旧石器時代から人類はインド亜大陸に生存していたと考えられている。起源に関しては紀元前3世紀頃から明らかになり始めたものの、彼らがどこから来たのかは依然として解明されておらず、インド民族起源の大部分の歴史は謎に包まれたままである。
まず初めに、”India”という言葉の起源について(詳細についての意見は様々だが)、多くの歴史学者の意見が一致する学説を紹介することにしよう。「元来、インドのシンドゥ川(River
Sindhu)(現在、パキスタン国内を流れる)の両岸周辺は人口密度が高かった。”S”の音節を”H”と発音する中東からの移住者が、”Sindhu”を”Hindu”と呼んだ為、その地域に住む人々は”Hindi”と呼ばれた。(今日でも、アラブ人はインド人を”Hindi”と呼ぶ。)その後、ヨーロッパからの侵略者が”HE”を”E”と発音した為、”Hindu”は”Indi”となりその後”India”と呼ばれるようになった。」というわけで、今日使用されているHindu、Hindi、Hinduism、Indiaというような言葉が生まれたのである。これが言葉の起源である。

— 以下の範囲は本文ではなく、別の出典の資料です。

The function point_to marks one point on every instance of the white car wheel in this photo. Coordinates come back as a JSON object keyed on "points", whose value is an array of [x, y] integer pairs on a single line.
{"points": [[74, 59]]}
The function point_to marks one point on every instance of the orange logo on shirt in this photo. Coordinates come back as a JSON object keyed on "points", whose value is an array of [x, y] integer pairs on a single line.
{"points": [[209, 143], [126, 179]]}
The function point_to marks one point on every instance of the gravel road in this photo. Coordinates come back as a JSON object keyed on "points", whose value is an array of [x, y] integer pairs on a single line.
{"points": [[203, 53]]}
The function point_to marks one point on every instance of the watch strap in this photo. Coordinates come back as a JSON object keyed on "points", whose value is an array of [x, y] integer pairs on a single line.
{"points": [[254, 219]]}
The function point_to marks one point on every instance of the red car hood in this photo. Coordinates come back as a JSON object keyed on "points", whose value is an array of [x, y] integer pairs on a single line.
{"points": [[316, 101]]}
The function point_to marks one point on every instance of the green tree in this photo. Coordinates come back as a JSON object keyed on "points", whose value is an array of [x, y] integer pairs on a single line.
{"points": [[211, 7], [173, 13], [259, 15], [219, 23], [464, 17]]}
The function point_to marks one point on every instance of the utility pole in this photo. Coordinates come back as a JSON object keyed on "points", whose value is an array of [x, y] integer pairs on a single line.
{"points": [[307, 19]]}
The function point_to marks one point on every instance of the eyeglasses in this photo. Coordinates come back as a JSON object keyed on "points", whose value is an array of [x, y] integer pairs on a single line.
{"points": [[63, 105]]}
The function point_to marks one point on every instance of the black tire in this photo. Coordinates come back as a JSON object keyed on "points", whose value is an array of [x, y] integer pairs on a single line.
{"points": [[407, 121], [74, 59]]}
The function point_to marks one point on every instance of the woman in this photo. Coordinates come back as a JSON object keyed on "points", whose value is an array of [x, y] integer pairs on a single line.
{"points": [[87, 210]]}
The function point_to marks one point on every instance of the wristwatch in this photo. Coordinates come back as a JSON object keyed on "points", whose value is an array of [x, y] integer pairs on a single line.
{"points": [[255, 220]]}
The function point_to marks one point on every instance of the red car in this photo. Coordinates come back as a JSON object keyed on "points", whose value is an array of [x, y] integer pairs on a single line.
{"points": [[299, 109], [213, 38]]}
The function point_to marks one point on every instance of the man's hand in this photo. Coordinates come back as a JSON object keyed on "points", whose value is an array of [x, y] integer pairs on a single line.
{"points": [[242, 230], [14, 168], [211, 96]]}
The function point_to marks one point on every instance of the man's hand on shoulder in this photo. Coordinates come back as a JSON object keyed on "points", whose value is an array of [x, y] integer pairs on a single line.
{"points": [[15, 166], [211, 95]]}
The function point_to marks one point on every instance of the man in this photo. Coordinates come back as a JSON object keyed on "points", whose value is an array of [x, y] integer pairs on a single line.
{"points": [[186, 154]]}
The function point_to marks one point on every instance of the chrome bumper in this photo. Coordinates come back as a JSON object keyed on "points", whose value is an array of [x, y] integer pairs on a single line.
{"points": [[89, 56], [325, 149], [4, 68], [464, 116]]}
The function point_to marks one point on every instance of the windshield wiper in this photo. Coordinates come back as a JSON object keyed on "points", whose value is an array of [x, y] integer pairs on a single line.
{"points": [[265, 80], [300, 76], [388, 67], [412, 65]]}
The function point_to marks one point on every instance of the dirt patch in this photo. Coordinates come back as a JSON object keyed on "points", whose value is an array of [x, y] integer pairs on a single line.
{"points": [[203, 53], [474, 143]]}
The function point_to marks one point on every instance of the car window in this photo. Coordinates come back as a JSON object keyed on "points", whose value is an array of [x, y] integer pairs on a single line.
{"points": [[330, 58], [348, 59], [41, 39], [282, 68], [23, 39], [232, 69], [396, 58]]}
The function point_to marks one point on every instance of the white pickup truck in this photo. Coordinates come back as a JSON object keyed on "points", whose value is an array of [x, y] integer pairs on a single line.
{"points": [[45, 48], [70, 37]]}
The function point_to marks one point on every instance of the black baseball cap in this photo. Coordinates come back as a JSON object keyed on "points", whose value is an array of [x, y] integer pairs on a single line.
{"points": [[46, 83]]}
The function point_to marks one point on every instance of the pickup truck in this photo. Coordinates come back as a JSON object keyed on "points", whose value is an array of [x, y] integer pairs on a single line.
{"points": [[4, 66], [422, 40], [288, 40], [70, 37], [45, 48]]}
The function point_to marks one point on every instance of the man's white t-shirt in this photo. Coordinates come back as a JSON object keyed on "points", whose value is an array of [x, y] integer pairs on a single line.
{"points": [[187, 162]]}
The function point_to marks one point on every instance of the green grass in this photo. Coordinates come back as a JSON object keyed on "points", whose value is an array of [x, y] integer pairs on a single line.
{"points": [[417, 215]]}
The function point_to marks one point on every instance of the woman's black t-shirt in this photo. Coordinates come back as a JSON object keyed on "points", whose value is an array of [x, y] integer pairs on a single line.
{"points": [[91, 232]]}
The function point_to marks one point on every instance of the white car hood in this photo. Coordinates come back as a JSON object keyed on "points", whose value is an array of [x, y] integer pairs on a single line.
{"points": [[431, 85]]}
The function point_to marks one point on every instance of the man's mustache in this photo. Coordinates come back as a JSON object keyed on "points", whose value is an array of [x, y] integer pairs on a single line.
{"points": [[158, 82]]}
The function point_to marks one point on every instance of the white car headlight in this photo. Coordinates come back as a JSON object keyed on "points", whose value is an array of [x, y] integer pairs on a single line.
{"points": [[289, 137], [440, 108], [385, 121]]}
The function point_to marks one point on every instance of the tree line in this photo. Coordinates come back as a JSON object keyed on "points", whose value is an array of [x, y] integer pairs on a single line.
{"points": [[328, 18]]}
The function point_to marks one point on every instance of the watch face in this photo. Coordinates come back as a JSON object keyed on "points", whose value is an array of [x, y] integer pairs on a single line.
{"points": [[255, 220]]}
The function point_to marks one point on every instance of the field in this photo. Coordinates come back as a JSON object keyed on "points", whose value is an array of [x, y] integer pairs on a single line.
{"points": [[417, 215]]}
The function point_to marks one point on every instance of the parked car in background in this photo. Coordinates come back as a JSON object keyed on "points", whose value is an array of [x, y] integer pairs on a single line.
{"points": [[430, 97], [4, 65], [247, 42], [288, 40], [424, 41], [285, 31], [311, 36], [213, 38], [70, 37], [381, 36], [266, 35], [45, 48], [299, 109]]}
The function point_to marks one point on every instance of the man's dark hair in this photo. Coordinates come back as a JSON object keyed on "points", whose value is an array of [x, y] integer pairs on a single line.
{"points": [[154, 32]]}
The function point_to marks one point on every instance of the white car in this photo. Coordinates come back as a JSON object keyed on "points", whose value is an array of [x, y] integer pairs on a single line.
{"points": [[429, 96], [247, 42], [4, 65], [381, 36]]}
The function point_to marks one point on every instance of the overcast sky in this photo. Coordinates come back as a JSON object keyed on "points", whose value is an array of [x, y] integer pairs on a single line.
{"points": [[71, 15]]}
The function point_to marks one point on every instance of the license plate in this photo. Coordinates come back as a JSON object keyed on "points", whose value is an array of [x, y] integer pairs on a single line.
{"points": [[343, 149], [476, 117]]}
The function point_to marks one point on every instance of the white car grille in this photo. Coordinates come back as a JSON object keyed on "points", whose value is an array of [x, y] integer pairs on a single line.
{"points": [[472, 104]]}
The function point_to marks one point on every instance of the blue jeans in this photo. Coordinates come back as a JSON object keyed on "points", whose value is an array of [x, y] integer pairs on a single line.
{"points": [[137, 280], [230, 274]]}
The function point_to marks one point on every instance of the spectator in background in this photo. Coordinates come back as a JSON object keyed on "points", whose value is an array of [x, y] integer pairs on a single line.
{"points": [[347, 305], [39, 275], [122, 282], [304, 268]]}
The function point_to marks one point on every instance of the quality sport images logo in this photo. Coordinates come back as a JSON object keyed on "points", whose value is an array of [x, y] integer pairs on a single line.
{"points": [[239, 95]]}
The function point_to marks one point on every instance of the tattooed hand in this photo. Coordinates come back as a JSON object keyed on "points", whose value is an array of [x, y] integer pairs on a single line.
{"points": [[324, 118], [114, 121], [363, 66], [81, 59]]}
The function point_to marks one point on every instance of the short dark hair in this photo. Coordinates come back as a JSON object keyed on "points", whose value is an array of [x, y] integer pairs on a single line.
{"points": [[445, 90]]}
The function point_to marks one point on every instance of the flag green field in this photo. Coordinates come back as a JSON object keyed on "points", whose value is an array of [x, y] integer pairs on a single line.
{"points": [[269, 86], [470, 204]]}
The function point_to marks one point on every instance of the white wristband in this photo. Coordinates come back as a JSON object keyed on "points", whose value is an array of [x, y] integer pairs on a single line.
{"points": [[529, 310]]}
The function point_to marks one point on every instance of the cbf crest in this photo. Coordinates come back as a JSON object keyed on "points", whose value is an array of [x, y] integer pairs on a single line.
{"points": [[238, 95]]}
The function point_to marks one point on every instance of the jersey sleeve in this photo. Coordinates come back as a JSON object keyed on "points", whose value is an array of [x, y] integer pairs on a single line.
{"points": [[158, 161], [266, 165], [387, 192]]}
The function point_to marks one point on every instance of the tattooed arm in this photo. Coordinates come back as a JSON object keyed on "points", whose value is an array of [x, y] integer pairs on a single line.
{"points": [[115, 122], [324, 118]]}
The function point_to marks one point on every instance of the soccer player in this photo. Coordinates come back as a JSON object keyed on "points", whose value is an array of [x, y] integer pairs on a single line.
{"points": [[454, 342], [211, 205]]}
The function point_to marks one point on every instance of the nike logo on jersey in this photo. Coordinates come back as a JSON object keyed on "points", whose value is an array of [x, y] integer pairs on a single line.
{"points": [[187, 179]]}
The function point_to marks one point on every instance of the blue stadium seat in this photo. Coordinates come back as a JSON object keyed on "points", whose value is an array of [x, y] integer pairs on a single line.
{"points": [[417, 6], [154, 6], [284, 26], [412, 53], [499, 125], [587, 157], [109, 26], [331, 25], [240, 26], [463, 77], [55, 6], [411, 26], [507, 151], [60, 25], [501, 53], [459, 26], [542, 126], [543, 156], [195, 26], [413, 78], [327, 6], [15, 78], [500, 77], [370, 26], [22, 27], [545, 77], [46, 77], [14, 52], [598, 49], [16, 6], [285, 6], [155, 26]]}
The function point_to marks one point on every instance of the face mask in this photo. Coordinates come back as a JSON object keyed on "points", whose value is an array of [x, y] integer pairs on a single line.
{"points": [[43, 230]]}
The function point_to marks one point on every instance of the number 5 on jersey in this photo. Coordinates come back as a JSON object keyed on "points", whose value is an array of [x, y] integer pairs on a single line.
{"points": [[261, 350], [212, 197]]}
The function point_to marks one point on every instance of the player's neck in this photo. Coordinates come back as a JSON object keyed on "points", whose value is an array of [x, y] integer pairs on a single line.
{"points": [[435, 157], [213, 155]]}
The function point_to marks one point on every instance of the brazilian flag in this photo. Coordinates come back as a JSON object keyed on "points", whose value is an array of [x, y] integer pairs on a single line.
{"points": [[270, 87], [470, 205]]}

上記したように、最初に人類がこの土地にどのように出現したのかは依然として不明だが、次に過去5000年まで歴史を遡って見てみることにしよう。上記の通り、シンドゥ川はインドで唯一人口密度の高い主要な地域であった。(現在その文明はインダス文明として知られており、考古学的な調査から洗練された文明として名高い。)インダス文明の人々は浅黒い肌をしたドラビダ族(Dravidian)であり、そのインダス文明社会の豊かさに目を向けたのが、人種ではアーリア人(Aryan)に当たる色白のペルシャ人(Persian)であった。アーリア人はインダス盆地を侵略攻撃し、ドラビダ族を打ち負かし圧勝した。インダス文明は滅ぼされ、インド西部やパキスタン東部では今日に至ってもその残骸が見られるという。その後敗北したドラビダ族は、インダス平野に家を残し南方へと移住し、一方アーリア人はインダス平野、すなわち北部に定住した。今日でも、浅黒い肌を持つドラビダ族が、白い肌を持つアーリア人が住む北インドよりも南インドに多く見られることが、明らかな歴史の事実として説明が付くだろう。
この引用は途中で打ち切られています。